While we talk about the weather all the time, for most of us it’s not really a factor in our daily lives or how we make a living. About the only weather-related adjustments most of us need to make is which coat to wear and whether to grab an umbrella as we head to work.

But weather is a big deal for farmers. Their economic fortunes are tied directly to the weather, no matter how unpredictable it can be. They invest more dollars every year to plant and nurture their fields. So when a drought or flood damages crops, it hits farmers’ right in the pocketbook.

That’s why the risk protection offered by the crop insurance program is so important for farmers and, really, for all of Iowa.

Farmers rely on crop insurance to protect them from disasters like the 2012 drought. They pay insurance companies premiums up front, just like everyone does when they insure their car or house. And like a car or homeowners coverage, crop insurance only covers farmers’ losses when the harvest falls well short of expectations.

Lately some articles in the media have speculated that Iowa farmers are making unfair profits on crop insurance. That’s not what I see.

Actually, most years the premiums Iowa farmers pay to purchase crop insurance far exceed what they ever get back in payouts. Even after the drought last year, the farmers I talked with received some of the first insurance payouts in their farming careers.
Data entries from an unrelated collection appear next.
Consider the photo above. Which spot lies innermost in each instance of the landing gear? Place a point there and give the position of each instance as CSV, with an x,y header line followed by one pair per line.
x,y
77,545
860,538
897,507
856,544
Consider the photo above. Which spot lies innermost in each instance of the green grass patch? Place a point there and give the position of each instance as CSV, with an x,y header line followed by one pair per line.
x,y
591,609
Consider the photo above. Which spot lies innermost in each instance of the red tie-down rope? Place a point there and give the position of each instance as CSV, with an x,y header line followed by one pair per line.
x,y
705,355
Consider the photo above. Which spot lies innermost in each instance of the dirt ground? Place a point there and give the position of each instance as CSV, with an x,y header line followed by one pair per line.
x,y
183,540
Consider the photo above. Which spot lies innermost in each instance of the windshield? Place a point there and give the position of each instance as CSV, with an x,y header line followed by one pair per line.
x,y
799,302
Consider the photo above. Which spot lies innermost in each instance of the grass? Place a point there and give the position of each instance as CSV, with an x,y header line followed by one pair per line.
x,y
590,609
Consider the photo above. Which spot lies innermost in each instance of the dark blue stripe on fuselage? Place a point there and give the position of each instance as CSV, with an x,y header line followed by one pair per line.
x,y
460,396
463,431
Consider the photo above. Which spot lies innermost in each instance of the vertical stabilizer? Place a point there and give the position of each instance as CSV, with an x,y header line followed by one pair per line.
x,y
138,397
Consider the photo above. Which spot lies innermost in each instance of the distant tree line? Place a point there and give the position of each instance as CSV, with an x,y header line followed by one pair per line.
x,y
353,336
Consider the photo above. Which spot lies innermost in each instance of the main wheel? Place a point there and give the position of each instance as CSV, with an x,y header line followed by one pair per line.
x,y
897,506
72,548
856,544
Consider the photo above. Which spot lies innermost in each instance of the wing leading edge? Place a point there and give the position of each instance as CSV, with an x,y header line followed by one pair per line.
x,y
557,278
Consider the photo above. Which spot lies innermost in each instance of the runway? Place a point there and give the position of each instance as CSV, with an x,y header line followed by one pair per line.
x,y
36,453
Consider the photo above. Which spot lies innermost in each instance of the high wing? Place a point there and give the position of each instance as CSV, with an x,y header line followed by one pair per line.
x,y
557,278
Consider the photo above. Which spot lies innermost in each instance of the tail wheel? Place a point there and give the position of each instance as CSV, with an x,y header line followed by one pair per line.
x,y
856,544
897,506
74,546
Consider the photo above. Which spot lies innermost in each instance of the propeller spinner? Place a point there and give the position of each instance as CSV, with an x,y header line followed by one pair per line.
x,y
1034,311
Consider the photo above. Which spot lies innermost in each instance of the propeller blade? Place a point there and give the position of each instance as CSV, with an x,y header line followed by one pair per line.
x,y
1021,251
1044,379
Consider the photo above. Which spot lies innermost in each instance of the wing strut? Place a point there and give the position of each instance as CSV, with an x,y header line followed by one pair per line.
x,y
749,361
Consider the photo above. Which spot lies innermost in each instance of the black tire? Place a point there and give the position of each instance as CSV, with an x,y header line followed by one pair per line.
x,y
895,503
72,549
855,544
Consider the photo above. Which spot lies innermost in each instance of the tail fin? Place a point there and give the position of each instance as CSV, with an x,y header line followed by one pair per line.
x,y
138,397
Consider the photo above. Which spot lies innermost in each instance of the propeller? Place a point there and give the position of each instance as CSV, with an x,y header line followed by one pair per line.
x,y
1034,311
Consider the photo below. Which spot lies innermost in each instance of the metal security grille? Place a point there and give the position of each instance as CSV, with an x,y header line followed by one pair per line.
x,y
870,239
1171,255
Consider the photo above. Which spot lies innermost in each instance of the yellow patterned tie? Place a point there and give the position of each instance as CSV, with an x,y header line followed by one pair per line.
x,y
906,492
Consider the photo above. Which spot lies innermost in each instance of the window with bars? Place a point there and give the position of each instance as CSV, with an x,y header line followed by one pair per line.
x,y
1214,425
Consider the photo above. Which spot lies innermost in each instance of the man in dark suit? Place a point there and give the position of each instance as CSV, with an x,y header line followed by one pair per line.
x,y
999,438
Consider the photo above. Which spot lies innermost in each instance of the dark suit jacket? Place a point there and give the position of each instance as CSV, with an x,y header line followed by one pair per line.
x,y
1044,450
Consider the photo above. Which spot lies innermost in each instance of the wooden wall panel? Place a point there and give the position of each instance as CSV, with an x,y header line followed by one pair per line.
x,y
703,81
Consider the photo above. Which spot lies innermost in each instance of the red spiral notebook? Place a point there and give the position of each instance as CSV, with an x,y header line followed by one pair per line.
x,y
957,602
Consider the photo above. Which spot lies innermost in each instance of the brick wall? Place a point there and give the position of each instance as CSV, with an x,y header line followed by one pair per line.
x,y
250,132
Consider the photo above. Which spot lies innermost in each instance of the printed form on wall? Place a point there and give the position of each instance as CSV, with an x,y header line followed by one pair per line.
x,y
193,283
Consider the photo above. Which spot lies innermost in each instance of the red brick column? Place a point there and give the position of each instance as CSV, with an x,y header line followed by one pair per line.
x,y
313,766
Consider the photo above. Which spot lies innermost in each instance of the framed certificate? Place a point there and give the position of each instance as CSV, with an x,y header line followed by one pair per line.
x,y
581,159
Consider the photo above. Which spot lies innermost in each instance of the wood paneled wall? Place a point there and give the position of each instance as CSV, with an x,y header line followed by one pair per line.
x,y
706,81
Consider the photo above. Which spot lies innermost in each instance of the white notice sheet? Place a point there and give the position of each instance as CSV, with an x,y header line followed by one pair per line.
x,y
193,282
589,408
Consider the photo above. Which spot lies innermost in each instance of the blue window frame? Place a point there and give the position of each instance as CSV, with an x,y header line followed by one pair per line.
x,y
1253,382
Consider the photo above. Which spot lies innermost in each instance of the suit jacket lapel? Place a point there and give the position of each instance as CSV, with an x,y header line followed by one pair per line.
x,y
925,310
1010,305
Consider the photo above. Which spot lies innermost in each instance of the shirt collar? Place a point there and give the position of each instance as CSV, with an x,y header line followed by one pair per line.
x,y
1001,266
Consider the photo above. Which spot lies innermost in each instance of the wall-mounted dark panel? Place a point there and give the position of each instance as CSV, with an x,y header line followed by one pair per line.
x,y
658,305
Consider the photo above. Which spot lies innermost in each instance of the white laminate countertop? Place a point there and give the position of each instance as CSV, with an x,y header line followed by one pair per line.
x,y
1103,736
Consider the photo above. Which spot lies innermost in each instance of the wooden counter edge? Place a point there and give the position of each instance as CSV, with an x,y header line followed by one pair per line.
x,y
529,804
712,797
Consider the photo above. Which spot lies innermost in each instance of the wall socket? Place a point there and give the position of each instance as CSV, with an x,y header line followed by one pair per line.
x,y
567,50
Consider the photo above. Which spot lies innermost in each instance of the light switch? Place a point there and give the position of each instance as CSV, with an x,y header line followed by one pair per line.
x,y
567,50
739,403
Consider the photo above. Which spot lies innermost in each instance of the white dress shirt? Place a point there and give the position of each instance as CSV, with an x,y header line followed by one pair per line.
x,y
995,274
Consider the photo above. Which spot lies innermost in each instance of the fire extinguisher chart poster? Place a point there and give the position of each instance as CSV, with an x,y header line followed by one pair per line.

Others didn’t get any payouts after all because their crops produced more grain than expected and it allowed them to break even.

And the dollars from those insurance payments aren’t lining farmers’ pockets. Farmers use them to buy seed, feed and other farm supplies, along with groceries, clothes and all of the other goods every family needs. And that helped propel Iowa’s overall economy forward in 2012, even with the devastating drought.

In an era of erratic weather crop insurance provides farmers, and all of Iowa, a vital and necessary safety net.